In 2011, Los Angeles Unified School District (LAUSD) police handed out around 10,000 tickets to students for offenses ranging from jaywalking to truancy—criminal citations that could include hefty fines and an absence from school to attend court proceedings with their seriously honked-off parents.
After withering criticism that has intensified this past year, the policy was changed and starting December 1, students under the age of 13 will not be given tickets for minor transgressions committed during school hours on or near school grounds. The new policy was spelled out in a memo from LAUSD chief Steven Zipperman and includes a broad exception for those moments when “all other methods” to achieve a teachable moment by milder methods fall flat.
The policy applies only to LAUSD police officers; Los Angeles Police and Sheriff’s departments are not covered by it. It comes at a time when the number of such tickets has already declined precipitously due to community opposition.
Child-rights advocates have long argued that police are brought into student disciplinary situations too early and too often. A study by the Center for Public Integrity found that 43% of the 10,200 LAUSD tickets issued in 2011 went to students 14 or younger.

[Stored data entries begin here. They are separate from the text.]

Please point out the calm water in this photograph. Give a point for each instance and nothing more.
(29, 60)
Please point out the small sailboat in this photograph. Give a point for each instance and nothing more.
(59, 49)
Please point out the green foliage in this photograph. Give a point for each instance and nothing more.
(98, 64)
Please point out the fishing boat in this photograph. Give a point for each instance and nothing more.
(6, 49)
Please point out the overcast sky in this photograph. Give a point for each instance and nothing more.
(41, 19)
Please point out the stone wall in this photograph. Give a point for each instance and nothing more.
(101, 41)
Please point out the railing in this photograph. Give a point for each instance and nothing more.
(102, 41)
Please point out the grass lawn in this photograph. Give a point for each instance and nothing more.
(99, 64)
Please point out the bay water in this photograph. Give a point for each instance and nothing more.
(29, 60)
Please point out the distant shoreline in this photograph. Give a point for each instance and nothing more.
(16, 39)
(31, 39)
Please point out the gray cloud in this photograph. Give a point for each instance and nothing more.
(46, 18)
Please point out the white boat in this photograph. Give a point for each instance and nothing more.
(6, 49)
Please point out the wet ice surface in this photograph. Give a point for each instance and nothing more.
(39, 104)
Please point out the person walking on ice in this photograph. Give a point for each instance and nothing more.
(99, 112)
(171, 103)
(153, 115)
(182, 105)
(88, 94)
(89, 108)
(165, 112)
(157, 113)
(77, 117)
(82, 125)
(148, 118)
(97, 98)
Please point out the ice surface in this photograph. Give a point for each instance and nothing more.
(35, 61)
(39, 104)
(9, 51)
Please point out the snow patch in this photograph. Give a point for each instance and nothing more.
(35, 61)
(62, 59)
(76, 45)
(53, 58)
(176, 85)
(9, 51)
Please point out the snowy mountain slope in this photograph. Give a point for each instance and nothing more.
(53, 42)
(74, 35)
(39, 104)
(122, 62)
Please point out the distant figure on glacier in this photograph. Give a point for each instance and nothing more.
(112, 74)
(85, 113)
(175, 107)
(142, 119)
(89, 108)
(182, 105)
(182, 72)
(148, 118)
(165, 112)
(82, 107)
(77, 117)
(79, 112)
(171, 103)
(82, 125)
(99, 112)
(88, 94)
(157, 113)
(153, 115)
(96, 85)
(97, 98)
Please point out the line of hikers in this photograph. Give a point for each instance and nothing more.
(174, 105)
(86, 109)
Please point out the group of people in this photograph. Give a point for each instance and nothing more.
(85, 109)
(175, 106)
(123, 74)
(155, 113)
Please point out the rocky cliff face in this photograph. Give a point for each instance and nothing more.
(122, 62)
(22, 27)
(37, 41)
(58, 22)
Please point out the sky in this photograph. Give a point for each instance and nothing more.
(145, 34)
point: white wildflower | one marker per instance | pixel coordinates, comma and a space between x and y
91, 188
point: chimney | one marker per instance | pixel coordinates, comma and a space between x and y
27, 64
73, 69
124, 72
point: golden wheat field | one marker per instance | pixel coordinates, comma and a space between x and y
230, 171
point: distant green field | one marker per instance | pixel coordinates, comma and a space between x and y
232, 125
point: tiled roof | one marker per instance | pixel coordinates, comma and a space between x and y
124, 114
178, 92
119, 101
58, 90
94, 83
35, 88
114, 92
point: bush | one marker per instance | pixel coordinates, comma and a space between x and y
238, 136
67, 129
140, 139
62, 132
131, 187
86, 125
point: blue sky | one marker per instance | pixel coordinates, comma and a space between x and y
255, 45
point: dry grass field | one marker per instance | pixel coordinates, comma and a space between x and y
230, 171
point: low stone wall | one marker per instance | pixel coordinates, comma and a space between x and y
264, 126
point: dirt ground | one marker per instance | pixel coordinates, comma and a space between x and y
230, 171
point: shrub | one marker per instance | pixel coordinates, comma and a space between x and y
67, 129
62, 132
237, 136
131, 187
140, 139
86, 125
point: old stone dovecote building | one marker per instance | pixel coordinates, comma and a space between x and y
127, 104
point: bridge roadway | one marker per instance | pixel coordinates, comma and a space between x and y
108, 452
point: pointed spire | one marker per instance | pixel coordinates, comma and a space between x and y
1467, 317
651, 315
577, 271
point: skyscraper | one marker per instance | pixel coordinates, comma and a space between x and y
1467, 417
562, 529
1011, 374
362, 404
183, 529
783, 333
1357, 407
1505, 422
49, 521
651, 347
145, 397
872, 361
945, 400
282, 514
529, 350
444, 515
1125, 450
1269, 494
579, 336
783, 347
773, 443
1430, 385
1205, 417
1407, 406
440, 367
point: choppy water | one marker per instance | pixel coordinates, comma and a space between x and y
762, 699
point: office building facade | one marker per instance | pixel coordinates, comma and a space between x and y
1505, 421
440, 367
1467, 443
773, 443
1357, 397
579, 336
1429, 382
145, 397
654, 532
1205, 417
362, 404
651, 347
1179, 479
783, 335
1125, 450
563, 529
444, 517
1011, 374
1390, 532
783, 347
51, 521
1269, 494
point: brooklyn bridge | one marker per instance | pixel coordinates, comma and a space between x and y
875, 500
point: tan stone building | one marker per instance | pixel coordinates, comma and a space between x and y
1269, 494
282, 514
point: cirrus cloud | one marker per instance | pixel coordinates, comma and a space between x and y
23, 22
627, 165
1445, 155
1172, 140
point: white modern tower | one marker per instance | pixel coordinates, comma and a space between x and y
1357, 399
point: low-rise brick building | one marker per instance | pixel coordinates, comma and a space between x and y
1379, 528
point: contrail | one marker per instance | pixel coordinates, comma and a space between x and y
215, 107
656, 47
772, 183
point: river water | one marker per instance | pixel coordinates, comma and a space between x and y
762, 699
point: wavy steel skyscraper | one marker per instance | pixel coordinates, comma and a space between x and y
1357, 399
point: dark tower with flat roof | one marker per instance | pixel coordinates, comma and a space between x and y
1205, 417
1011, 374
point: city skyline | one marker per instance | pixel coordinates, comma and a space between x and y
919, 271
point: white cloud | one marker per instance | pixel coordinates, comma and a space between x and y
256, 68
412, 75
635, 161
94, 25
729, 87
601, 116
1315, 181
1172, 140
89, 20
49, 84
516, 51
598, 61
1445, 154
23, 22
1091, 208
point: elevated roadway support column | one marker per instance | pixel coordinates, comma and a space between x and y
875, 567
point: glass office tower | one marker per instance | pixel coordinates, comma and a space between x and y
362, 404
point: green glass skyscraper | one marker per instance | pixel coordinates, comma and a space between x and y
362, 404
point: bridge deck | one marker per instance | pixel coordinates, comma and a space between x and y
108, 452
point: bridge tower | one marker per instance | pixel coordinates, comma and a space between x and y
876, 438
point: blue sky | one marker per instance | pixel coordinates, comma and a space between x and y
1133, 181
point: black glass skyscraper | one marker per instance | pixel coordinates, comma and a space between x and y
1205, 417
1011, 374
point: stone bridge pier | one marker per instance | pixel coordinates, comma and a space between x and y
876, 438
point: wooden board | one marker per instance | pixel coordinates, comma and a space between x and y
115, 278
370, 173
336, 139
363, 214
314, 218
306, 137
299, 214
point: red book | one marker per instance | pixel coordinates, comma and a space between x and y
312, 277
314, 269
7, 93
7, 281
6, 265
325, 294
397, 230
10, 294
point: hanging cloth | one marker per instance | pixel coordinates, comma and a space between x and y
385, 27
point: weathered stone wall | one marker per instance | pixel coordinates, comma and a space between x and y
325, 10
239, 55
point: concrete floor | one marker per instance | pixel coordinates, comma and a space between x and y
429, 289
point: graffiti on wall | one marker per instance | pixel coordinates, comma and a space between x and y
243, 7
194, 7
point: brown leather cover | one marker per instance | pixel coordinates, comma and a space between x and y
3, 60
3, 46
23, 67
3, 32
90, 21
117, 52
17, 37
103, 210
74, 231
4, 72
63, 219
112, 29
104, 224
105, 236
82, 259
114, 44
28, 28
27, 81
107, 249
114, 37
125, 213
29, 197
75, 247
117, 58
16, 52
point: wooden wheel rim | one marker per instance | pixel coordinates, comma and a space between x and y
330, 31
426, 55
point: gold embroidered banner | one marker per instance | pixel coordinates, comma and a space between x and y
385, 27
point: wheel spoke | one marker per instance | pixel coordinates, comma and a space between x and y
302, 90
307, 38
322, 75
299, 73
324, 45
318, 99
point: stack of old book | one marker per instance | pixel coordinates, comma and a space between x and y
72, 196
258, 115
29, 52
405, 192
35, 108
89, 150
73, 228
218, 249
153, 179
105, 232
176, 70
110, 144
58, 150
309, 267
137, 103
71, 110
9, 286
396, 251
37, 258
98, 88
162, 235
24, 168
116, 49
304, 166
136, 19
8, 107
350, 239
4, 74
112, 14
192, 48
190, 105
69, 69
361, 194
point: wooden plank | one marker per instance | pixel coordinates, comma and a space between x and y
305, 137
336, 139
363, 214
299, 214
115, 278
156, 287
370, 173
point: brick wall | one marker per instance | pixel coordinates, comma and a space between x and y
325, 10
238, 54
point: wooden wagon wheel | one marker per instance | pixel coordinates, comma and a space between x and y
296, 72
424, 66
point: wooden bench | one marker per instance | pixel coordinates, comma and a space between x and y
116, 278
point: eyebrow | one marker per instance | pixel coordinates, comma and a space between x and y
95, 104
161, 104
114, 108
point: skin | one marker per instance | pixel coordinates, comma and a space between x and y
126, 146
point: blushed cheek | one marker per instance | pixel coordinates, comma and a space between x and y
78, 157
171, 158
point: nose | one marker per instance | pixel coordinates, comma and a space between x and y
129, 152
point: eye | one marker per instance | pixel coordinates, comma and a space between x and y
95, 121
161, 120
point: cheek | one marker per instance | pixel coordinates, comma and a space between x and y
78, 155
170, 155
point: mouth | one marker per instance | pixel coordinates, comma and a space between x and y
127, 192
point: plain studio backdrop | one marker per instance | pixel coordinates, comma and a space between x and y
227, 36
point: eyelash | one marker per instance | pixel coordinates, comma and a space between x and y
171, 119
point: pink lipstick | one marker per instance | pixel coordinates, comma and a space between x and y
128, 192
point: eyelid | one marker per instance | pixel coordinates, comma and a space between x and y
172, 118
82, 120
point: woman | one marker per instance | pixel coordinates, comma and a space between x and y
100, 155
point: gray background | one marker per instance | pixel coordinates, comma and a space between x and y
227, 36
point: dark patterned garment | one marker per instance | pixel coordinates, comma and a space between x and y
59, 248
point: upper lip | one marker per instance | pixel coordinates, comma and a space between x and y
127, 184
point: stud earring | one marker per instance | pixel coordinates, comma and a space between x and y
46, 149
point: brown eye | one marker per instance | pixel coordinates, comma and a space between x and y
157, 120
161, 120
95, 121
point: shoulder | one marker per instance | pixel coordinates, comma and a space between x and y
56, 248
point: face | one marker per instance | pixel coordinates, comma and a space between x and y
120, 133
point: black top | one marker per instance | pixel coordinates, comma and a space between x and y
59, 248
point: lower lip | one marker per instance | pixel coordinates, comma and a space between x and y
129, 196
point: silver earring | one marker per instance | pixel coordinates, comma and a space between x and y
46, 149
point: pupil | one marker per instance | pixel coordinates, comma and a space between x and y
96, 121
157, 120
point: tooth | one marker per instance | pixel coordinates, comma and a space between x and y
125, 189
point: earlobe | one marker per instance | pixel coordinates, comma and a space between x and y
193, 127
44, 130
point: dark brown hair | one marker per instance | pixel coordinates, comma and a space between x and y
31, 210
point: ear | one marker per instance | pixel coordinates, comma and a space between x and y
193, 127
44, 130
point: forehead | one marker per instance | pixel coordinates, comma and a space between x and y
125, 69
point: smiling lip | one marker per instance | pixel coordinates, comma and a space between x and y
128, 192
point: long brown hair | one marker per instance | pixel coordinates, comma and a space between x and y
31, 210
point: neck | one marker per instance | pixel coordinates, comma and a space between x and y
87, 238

Many of the students in LAUSD, the second-largest school district in the nation, are from low-income families and an early encounter with law enforcement can be problematic. Only 56% of the district’s students graduate; 80% qualify for a free or reduced lunch; and 88% are students of color. A ticket that requires a court appearance is often ignored, resulting in a criminal record at an early age for minor offenses.
The Community Rights Campaign, which issued a report (pdf) in October on “over-policed” L.A. schools, said truancy was the Number One cause of LAUSD police referrals of students to the juvenile justice system in the past. Tickets ran $250, accompanied by a $1,000 court appearance fee. Failure to pay could result in blocked driver’s licenses, incarceration and criminal records.
But steady opposition to the policy forced a decline in “tardy sweeps” in front of schools, reducing the number of tickets from 3,341 during the 2009-10 school year to 1,618 in 2011-12 and 209 in 2012-13 through May. Serious truancy is being handled through counselors instead of courts.
Civil rights groups have argued that thrusting kids into the criminal justice system early creates a system that sets kids along a path likely to increase their chance of being involved in criminal behavior later in life. In a school district like LAUSD, with its high percentage of minority students, that can exacerbate issues of discrimination and grease the school-to-prison pipeline. More than 60% of incarcerated people in the country are racial or ethnic minorities.